Me lanzó una mirada terrible, escupió otra vez y desapareció como una sombra.
No podía subir a casa. Mi vida estaba destrozada. Pensé escaparme para no volver
más o tirarme al río; pero no eran ideas claras. Me senté a oscuras en el último peldaño
de la escalera, me hice un ovillo y me entregué a mi desgracia. Allí me encontró llorando
Lina, cuando bajó a coger leña con una cesta.
Le pedí que no dijera nada y subí. En el perchero, junto a la puerta de cristal,
colgaban el sombrero de mi padre y la sombrilla de mi madre; el hogar y la ternura me
salían al encuentro en aquellos objetos, y mi corazón les saludó agradecido y suplicante,
como el hijo pródigo a las viejas estancias de la casa paterna. Pero todo aquello ya no
me pertenecía; era el mundo claro de los padres y yo me había hundido profunda y
culpablemente en el torrente desconocido. Me había enredado en la aventura y el
pecado, me amenazaba el enemigo, y me esperaban peligros, miedo y vergüenza. El
sombrero y la sombrilla, el viejo suelo de ladrillo, el gran cuadro sobre el armario del
pasillo, y desde el cuarto de estar la voz de mis hermanas mayores: todo aquello me
resultaba más querido, más delicado y valioso que nunca, pero ya no era un consuelo y
un bien seguro, sino un vivo reproche. Esto ya no era mío; yo no podía participar más
de su alegría y tranquilidad. Llevaba en las botas barro que no podía limpiar en el
felpudo, y traía conmigo sombras de las que el mundo del hogar nada sabía. Cuantos
secretos y temores había yo tenido, habían sido un juego y una broma comparado con lo
que traía hoy a estas habitaciones. El destino me perseguía; hacia mí se tendían unas
manos de las que mi madre no podía protegerme y de las que nada debía saber. Que mi
delito fuera hurto o mentira -¿no había jurado por Dios y mi salvación?- importaba poco.

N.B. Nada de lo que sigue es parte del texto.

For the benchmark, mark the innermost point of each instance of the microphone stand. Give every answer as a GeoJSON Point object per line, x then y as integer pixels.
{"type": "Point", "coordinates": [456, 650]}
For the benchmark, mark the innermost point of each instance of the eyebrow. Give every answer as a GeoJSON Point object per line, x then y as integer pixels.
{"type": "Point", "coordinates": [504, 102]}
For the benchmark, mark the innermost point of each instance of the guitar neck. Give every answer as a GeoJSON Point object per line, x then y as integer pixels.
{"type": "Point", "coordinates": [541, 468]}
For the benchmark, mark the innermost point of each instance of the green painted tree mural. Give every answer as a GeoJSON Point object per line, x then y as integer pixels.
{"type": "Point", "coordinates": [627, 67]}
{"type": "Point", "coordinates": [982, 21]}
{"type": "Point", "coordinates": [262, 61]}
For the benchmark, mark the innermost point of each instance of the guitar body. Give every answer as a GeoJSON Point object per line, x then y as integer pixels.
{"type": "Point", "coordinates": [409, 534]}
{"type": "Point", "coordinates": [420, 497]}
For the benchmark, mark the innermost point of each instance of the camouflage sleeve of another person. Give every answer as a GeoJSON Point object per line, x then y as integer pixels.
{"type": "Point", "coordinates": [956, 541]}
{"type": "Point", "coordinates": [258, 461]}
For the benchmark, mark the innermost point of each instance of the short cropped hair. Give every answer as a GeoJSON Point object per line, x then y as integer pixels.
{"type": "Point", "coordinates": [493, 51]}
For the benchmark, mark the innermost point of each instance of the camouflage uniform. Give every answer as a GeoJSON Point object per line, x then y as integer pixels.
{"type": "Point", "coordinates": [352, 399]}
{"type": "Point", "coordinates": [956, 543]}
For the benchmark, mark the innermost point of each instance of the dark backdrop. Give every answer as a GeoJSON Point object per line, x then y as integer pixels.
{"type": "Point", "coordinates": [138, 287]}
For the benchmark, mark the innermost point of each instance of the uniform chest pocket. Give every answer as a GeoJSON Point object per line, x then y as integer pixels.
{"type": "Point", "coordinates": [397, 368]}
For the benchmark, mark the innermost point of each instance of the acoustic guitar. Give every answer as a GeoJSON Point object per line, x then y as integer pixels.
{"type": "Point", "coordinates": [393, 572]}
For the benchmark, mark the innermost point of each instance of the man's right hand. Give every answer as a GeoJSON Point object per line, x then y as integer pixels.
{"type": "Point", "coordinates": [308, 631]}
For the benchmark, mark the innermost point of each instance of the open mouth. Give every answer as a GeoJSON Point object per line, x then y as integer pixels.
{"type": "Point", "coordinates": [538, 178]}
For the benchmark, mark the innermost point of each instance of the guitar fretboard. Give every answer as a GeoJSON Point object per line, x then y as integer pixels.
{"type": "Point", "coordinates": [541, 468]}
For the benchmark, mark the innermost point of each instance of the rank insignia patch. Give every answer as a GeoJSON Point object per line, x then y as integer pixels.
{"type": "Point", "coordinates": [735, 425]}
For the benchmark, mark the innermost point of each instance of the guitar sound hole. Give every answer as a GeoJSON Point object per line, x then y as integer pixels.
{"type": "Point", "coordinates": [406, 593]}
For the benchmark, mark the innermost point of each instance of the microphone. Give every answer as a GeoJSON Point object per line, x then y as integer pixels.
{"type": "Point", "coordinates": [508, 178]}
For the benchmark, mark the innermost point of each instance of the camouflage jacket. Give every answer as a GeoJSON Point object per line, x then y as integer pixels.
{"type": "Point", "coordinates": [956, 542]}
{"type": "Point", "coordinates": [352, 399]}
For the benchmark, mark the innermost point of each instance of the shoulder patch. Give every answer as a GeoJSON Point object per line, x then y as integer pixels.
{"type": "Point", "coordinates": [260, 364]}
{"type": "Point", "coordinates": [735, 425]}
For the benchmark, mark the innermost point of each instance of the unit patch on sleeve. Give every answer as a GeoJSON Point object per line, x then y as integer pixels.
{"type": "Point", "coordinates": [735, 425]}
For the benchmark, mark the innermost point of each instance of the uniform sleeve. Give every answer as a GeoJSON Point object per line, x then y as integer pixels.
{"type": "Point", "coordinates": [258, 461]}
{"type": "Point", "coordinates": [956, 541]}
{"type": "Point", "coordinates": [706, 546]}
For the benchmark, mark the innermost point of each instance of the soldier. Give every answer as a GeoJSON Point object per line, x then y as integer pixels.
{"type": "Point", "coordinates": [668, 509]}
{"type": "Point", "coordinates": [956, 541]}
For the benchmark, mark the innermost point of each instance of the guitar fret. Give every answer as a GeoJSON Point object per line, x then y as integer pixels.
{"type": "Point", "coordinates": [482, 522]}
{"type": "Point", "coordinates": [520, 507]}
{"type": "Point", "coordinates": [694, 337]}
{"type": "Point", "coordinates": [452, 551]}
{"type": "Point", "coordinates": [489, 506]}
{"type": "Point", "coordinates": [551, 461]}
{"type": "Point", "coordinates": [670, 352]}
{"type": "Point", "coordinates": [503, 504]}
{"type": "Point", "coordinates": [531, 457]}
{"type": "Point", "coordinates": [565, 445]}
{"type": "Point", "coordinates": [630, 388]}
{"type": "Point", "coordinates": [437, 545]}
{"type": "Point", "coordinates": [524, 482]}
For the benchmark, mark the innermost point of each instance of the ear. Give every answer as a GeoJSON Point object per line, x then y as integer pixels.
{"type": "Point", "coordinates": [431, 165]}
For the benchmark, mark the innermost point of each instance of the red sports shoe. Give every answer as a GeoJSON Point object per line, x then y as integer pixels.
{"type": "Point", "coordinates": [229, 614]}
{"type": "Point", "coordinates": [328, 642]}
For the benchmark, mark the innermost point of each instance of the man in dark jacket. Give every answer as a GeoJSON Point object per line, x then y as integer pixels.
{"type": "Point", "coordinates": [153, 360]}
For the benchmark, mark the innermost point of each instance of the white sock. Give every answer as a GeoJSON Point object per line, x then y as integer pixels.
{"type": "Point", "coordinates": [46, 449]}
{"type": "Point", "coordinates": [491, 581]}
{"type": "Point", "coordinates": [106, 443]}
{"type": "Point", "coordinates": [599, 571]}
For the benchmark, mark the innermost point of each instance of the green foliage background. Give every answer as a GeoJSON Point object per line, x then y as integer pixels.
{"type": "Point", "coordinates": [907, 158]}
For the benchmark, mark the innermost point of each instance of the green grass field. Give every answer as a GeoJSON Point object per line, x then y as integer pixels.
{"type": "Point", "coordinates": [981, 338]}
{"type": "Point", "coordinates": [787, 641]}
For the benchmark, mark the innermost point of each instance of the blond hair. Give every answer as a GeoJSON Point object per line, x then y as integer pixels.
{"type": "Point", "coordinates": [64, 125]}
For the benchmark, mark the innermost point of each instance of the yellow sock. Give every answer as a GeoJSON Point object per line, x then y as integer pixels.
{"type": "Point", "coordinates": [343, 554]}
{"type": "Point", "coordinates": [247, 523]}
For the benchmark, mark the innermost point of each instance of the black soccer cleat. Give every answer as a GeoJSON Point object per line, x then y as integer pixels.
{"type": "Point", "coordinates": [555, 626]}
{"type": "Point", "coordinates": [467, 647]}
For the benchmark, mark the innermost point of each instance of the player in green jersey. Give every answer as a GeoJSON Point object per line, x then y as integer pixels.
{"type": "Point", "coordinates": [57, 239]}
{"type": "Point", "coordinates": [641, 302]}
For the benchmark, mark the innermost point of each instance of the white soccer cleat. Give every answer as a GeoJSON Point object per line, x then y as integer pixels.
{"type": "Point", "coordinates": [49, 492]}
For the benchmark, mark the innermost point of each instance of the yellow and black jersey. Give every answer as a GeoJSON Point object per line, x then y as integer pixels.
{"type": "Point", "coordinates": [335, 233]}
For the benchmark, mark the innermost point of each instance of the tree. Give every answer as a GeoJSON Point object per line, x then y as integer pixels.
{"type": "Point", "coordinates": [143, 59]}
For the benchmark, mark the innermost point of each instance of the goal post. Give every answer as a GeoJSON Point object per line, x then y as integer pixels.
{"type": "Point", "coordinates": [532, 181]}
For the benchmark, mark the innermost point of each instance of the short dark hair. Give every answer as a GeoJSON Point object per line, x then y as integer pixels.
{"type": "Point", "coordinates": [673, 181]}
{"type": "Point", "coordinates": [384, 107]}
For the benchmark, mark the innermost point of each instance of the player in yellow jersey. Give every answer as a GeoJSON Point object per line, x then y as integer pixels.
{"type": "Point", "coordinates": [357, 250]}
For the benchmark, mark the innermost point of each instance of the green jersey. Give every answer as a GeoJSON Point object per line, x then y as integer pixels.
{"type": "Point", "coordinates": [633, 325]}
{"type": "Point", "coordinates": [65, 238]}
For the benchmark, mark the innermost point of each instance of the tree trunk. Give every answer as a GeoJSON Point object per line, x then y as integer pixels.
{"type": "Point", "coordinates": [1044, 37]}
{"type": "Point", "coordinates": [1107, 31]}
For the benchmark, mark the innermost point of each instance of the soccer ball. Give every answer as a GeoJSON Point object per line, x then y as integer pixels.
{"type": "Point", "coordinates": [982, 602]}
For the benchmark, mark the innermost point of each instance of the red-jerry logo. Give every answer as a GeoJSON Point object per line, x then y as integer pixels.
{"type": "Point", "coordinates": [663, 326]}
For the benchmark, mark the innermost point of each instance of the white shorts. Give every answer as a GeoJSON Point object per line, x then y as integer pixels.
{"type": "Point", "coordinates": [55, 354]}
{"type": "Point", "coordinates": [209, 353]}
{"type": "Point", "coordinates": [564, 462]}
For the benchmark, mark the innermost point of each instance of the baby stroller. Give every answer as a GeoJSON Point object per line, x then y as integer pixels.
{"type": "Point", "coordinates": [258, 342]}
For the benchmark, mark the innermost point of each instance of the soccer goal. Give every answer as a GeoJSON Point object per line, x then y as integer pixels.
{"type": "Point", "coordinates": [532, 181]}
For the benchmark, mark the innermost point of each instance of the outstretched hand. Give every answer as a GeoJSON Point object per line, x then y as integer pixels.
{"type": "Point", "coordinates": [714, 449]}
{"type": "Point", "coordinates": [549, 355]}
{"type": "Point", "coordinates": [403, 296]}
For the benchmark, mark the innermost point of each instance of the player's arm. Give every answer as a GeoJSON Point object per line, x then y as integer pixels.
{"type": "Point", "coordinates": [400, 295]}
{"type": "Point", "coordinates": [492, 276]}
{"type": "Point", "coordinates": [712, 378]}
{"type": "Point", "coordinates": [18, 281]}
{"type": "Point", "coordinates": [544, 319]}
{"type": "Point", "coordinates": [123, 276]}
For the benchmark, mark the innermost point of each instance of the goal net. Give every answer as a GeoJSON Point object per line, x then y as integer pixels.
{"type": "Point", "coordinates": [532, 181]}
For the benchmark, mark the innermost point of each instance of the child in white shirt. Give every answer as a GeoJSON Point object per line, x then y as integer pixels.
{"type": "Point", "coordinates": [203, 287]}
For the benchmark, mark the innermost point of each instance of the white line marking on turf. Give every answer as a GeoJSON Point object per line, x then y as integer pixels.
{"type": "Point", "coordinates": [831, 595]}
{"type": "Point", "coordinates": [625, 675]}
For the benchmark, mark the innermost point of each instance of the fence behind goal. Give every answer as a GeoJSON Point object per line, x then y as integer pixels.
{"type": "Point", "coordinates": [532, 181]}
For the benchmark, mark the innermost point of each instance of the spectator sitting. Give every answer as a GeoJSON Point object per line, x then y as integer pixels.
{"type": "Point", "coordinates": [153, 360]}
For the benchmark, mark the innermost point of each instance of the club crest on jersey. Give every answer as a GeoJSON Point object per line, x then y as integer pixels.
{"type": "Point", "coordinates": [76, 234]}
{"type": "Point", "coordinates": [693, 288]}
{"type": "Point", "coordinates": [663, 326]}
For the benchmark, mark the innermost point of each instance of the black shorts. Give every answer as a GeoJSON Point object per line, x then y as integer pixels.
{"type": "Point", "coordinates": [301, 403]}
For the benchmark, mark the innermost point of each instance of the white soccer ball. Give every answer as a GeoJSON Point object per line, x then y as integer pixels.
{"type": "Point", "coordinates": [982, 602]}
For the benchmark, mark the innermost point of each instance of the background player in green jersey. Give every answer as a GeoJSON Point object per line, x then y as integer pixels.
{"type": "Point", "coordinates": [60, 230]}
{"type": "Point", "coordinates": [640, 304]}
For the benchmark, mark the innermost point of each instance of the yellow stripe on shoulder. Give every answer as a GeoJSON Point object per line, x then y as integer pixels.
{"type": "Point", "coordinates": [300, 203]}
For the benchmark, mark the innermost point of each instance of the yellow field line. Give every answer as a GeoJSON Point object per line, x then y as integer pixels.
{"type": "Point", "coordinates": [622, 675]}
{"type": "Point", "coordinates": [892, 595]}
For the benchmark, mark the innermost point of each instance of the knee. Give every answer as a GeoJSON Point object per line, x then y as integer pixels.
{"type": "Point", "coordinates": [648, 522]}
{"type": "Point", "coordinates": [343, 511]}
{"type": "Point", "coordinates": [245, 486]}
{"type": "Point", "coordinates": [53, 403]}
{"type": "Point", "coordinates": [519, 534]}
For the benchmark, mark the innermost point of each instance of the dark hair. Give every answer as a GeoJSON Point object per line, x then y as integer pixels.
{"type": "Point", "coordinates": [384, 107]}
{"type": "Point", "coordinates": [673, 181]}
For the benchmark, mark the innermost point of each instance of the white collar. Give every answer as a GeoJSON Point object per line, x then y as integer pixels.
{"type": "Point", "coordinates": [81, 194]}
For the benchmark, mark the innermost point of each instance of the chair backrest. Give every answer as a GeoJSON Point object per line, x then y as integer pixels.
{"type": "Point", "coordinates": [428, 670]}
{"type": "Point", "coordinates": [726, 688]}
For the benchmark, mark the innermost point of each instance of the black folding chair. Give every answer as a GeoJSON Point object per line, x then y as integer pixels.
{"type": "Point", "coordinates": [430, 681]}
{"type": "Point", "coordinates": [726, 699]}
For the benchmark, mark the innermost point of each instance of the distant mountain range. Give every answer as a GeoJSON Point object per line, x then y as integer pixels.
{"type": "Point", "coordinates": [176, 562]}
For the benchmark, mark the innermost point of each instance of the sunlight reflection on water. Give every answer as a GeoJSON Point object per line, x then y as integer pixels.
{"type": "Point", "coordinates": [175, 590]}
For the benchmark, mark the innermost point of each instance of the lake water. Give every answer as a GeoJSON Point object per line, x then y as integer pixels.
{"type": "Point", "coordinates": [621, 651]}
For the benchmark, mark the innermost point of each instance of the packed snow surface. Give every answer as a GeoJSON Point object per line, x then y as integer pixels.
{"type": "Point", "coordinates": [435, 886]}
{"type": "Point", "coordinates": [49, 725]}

Mi pecado no era esto o aquello; mi pecado era haber dado la mano al diablo. ¿Por qué
había ido con ellos? ¿Por qué había obedecido a Kromer en vez de a mi padre? ¿Por qué
había inventado la historia del robo? ¿Por qué me había vanagloriado de un delito como
si se tratara de una hazaña? Ahora el diablo me tenía agarrado por la mano; ahora el
enemigo me perseguía.
Por un momento no sentí miedo por el día siguiente sino la terrible certidumbre de
que mi camino iba cuesta abajo, hacia las tinieblas. Sentía claramente que a mi delito
seguirían forzosamente otros, que mi presencia ante mis hermanas, mi saludo y mis
besos a mis padres eran mentira porque yo llevaba en mí un destino y un secreto que
escondía ante ellos.
Durante un instante tuve un destello de confianza y esperanza al ver el sombrero de
mi padre. Podía decirle todo y aceptar su sentencia y su castigo; podía hacerle mi
confidente y mi salvador. Esto sólo significaría una penitencia, como lo había hecho
muchas veces, una hora difícil y amarga, un pedir perdón arrepentido y contrito.
¡Qué dulce me parecía aquello! ¡Cómo deseaba hacerlo! Pero era imposible. Sabía que
no lo haría. Sabía que ahora guardaba un secreto, una culpa que tenía que llevar yo
solo. Quizá me encontraba ahora en un momento crucial; quizás iba a pertenecer desde
ahora al mundo de los malos, a compartir secretos con los malvados, a depender de
ellos, a obedecerles y a convertirme en uno de ellos. Había jugado a ser hombre y héroe
y ahora tenía que soportar las consecuencias.
Me gustó que, al entrar, mi padre se fijara en mis zapatos mojados. Aquello distraería
su atención; así no se daría cuenta de lo peor y yo podía cargar con una reprimenda que
en secreto trasladaba a la otra culpa. Al mismo tiempo surgió en mí un extraño y nuevo
sentimiento lleno de espinas. ¡Me sentía superior a mi padre! Sentí durante un momento
cierto desprecio por su ignorancia; su reprensión por las botas mojadas me parecía
mezquina. «¡Si tú supieras!», pensaba yo como un criminal al que interrogan por un
panecillo robado, mientras él tiene asesinatos sobre su conciencia. Era un sentimiento
feo y repulsivo pero muy fuerte y con un profundo encanto y que me encadenaba con
fuerza a mi secreto y a mi culpa. Quizá, pensaba yo, Kromer ha ido ya a la policía y me
ha denunciado; los nubarrones empiezan a amontonarse sobre mi cabeza y aquí metratan como a un chiquillo.